SHELL ["/usr/bin/zsh", "-c"]

# install nvtop
RUN ln -s /usr/local/cuda-11.0/targets/x86_64-linux/lib/stubs/libnvidia-ml.so /usr/local/lib/libnvidia-ml.so && \
    ln -s /usr/local/cuda-11.0/targets/x86_64-linux/lib/stubs/libnvidia-ml.so /usr/local/lib/libnvidia-ml.so.1 && \
    cd /tmp && \
    git clone https://github.com/Syllo/nvtop.git && \
    mkdir -p nvtop/build && cd nvtop/build && \
    cmake .. && \
    make && \
    make install && \
    cd / && \
    rm -r /tmp/nvtop && \
    rm /usr/local/lib/libnvidia-ml.so && \
    rm /usr/local/lib/libnvidia-ml.so.1
RuRo commented 4 years ago

@lminer As I already mentioned, nvidia/cuda:*-base-* images don't have stubs.
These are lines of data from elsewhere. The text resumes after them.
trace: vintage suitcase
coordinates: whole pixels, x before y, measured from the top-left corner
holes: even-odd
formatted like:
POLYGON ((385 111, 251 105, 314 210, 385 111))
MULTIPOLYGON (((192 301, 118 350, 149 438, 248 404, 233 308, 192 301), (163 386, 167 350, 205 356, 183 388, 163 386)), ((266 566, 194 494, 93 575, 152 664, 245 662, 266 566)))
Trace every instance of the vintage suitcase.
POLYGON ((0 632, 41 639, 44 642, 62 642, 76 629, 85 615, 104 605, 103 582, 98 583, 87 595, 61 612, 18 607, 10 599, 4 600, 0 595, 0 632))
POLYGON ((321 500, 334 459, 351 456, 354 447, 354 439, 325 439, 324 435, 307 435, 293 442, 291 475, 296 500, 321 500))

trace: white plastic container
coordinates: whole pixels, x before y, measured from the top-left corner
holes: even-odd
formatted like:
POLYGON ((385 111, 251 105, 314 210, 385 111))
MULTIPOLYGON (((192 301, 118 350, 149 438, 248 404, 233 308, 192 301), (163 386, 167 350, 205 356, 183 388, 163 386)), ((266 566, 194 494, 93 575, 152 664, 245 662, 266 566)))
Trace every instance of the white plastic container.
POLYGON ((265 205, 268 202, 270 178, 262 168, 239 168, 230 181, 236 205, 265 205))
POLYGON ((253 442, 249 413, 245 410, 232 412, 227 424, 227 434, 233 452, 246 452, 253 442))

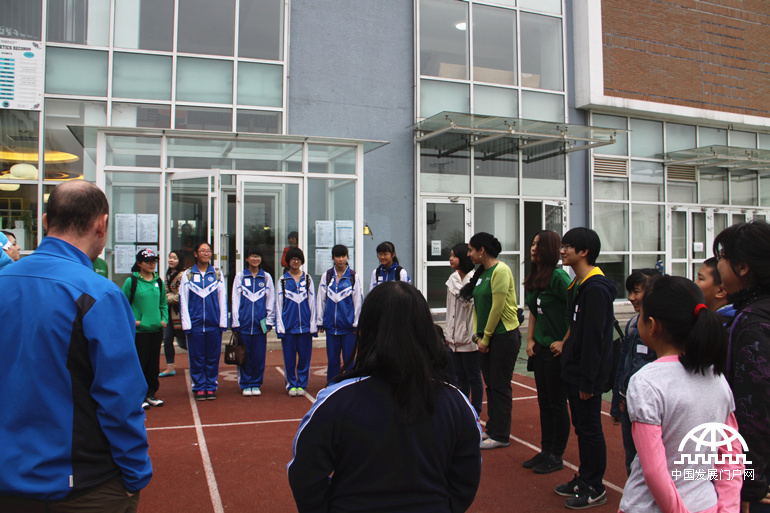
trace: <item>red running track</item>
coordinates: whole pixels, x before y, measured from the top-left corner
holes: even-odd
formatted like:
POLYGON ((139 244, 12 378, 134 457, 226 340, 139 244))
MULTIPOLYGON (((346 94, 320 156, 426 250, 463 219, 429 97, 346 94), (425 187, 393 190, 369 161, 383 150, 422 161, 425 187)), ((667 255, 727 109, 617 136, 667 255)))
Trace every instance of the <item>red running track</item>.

You'll have to build with nvidia/cuda:*-devel-* or manually add stubs to the base image.

lminer commented 4 years ago

Wow you're right. Sorry about that. Thanks for being so patient with me.

qwertychouskie commented 11 months ago

Now that this repository contains a pre-made dockerfile, this should probably be closed.